We hope that this will aid you in making an informed decision and understanding the terminology associated with lenses.

Single Vision Lenses

These lenses have one focal point. They can be used for driving, computer use, or reading. After age 45 you may require more than one set of lenses for different visual tasks.

Multifocal Lenses

These lenses have more than one focal point. This can be found in lined bifocals, lined trifocals, or progressive lenses.

Lined Multifocals

These have 2 (bifocals) or 3 (trifocals) focal points. Typically, they are designed for your distance and reading vision (bifocals) or for distance, intermediate, and reading vision (trifocals). They can also be designed for intermediate and reading (eg. computer distance
in the top half and desktop distance in the bottom half). They have a wider field of view; however, because of the line; they have a limited range in depth of focus.

Anti-Reflective Coatings

This will reduce the amount of glare or reflections that come off of oncoming traffic, overhead lighting, computer screens, etc. It will allow you to see more comfortably. We recommend an anti-reflective coating if you use your glasses for driving. There are several different types of anti-reflective coatings. The newer coatings have anti-static characteristics that will make them much easier to clean with fewer smudges. However, you will still need to clean your glasses.

Progressive lenses

Also known as no-line bifocals. These allow for distance, intermediate, and near vision. They are ground in such a way that there is no line in the lenses, but in order to do this, there are peripheral distortions in the lenses. This cannot be avoided. As a result, they offer a greater range in vision but a narrower field of view. Some types of newer digitally surfaced progressive lenses offer a wider field of view.

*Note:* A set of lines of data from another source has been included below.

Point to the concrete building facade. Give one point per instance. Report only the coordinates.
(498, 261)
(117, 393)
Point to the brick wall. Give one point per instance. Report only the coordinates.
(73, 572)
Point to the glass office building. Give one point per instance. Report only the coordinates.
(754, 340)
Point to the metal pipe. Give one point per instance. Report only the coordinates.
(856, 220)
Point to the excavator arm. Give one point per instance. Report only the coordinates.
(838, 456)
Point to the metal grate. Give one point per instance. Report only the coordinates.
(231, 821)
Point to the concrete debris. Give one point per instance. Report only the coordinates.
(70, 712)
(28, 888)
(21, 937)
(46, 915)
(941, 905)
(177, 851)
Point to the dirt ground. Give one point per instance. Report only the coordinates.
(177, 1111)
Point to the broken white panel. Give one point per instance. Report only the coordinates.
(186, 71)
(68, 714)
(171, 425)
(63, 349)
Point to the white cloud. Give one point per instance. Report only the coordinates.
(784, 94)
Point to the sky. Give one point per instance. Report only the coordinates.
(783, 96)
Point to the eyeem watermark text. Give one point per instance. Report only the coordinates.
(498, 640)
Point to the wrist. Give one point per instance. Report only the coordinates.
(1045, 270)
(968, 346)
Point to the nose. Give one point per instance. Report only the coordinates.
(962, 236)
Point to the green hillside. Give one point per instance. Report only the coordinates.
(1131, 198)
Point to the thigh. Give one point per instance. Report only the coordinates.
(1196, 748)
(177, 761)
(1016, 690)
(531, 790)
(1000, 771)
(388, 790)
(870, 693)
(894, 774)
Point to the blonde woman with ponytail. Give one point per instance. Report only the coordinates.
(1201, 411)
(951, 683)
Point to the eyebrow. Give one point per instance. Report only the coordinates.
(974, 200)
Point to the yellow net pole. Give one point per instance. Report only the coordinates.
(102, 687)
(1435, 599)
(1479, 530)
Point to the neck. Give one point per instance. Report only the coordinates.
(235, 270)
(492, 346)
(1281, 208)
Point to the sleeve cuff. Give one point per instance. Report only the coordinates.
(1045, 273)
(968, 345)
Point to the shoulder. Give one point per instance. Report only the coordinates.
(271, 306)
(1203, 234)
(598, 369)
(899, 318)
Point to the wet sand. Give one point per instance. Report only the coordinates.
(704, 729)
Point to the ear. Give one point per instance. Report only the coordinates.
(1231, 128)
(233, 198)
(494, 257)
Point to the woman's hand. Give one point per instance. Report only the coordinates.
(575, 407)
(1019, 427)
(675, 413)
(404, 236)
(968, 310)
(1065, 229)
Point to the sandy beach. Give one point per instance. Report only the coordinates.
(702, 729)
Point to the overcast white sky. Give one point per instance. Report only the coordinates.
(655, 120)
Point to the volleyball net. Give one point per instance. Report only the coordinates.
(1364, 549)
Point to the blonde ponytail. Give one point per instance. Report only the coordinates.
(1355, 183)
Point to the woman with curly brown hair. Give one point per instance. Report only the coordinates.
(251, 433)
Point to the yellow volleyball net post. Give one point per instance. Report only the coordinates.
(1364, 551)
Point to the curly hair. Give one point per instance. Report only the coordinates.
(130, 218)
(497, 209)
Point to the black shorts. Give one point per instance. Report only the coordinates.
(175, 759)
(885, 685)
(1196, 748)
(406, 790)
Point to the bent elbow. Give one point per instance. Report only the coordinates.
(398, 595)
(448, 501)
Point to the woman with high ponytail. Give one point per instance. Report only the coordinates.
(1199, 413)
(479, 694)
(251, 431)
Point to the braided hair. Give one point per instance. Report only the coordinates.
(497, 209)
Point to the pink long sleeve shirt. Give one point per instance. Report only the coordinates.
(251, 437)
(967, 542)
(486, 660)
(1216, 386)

Plastic vs. Glass vs. Polycarbonate

Most lenses used today are plastic lenses. Plastic offers the best combination of strength, scratch resistance, and cost. Glass lenses are the most scratch-resistant but the least impact resistant. Glass is also the heaviest material. Polycarbonate is used in certified safety glasses. It is the softest material which makes it the most impact-resistant, but this same characteristic allows it to scratch very easily.

High Index

This refers to how much a material will bend light. Higher index lenses will bend light more, allowing for thinner and lighter lenses. Typically any prescription over +/- 3.00 we will recommend a higher index material. Any prescription over +/- 4.00 we strongly encourage you to consider a higher index material in order to avoid thick and heavy lenses.

Photochromatic Lenses (aka Transition Lenses)

These will change color in response to UV exposure – these lenses will darken (e.g. outdoors). With indirect UV, they will darken, but not as much (e.g. in a vehicle). They return to clear when indoors. These lenses typically darken very quickly and take longer to lighten up. As they age (after 2-3 years) they become less chemically active and they do not turn as light or as dark. This is normal. Also, cold weather can affect how chemically active they are. If you are looking for dark glasses for driving purposes, be aware that these lenses will not darken as much in a vehicle. These lenses are often confused with progressive lenses.